HMAC Signature Verification
Every webhook request includes two headers:
| Header |
Description |
X-SkaelReach-Signature |
HMAC-SHA256 hex digest |
X-SkaelReach-Timestamp |
Unix timestamp in seconds |
Signature Algorithm
HMAC-SHA256(timestamp + "." + raw_body, secret)
Use the secret that matches the webhook_scope value in the payload body.
Replay Protection
Reject any request where the timestamp is more than 5 minutes old to prevent replay attacks.
Node.js Example
const crypto = require('crypto');
function verifyWebhook(req, orgSecret, campaignSecret) {
const sig = req.headers['x-skaelreach-signature'];
const ts = req.headers['x-skaelreach-timestamp'];
if (!sig || !ts) return false;
// Replay protection
if (Math.abs(Date.now() / 1000 - parseInt(ts, 10)) > 300) return false;
const scope = req.body.webhook_scope;
const secret = scope === 'org' ? orgSecret : campaignSecret;
if (!secret) return false;
const expected = crypto
.createHmac('sha256', secret)
.update(ts + '.' + req.rawBody)
.digest('hex');
return crypto.timingSafeEqual(Buffer.from(expected), Buffer.from(sig));
}
Python Example
import hashlib
import hmac
import time
def verify_webhook(headers, raw_body, body, org_secret, campaign_secret):
sig = headers.get('X-SkaelReach-Signature', '')
ts = headers.get('X-SkaelReach-Timestamp', '')
if not sig or not ts:
return False
if abs(time.time() - int(ts)) > 300:
return False
scope = body.get('webhook_scope')
secret = org_secret if scope == 'org' else campaign_secret
if not secret:
return False
expected = hmac.new(secret.encode(), f"{ts}.{raw_body}".encode(), hashlib.sha256).hexdigest()
return hmac.compare_digest(expected, sig)
Available Events
| Event |
Description |
prospect.created |
A prospect was added to a campaign |
prospect.ready |
Prospect render completed and the landing page is live |
prospect.failed |
Prospect render failed |
page.opened |
Prospect opened their personalized landing page |
video.started |
Viewer started playing the video |
video.progress.25 |
Viewer reached 25% watch progress |
video.progress.50 |
Viewer reached 50% watch progress |
video.progress.75 |
Viewer reached 75% watch progress |
video.finished |
Viewer completed the video |
cta.clicked |
Viewer clicked the call-to-action button |
footer_link.clicked |
Viewer clicked a footer link |
See app/Enums/CampaignWebhookEvent.php for the canonical list.
Unique-Delivery Toggle (`is_unique`)
Each webhook subscription has an is_unique toggle (default ON for new webhooks).
| Value |
Behavior |
true |
Fires at most once per prospect for that event. Ideal for CRM/Make/Zapier flows. |
false |
Fires every time the event occurs (multiple plays, page reloads, etc.). |
Org-level webhooks with is_unique=true fire at most once per prospect across the entire organization, because each prospect belongs to exactly one campaign.
Fetching Secrets
Dashboard
| What |
Where |
| Org secret + full campaign-secret inventory |
/skaelreach/webhooks |
| Per-campaign secret |
Campaign edit page (/skaelreach/campaigns/{id}) |
API
Both endpoints require Authorization: Bearer <api_key>.

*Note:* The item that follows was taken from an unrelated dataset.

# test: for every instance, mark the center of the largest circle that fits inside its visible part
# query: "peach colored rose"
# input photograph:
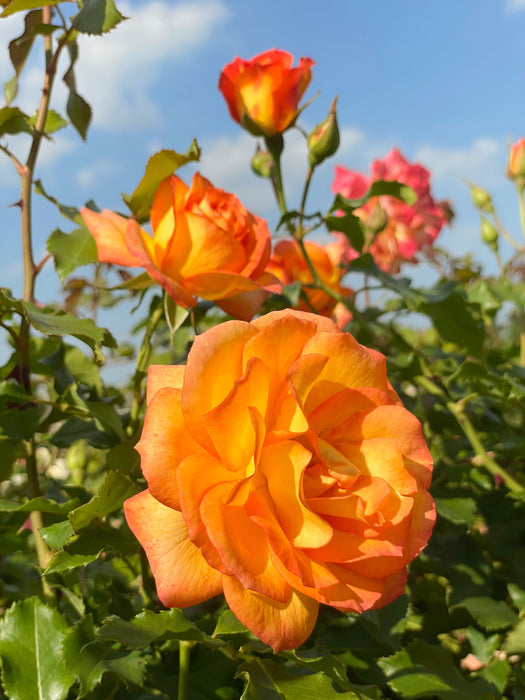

Org-wide overview (paginated, includes all secrets):
GET /api/skaelreach/webhook-config
Single campaign with its webhook secret and subscriptions:
GET /api/video-campaigns/{id}
The campaign response includes a webhook_secret field and a webhooks array.
Rotating Secrets
Rotation immediately invalidates the previous secret. Update your Make/N8N/Zapier validators with the new secret as soon as you rotate, or webhook deliveries will fail signature verification.
| Secret |
Dashboard Endpoint |
Access |
| Org secret |
POST /skaelreach/webhooks/rotate-org-secret |
Admin only |
| Campaign secret |
POST /skaelreach/campaigns/{id}/rotate-webhook-secret |
Admin only |
Retry Behavior
Failed webhook deliveries are retried up to 3 times with exponential backoff:
| Attempt |
Delay |
| 1st retry |
10 seconds |
| 2nd retry |
30 seconds |
| 3rd retry |
60 seconds |
A delivery is considered failed if the server returns a non-2xx status code, the connection times out (10 second timeout), or the server is unreachable.
Migration Note
If you previously fetched secrets from the per-row webhook field in the legacy campaign edit form, those secrets have been rotated as part of the two-tier secret migration. Re-fetch your new secrets from /skaelreach/webhooks after deploying this update.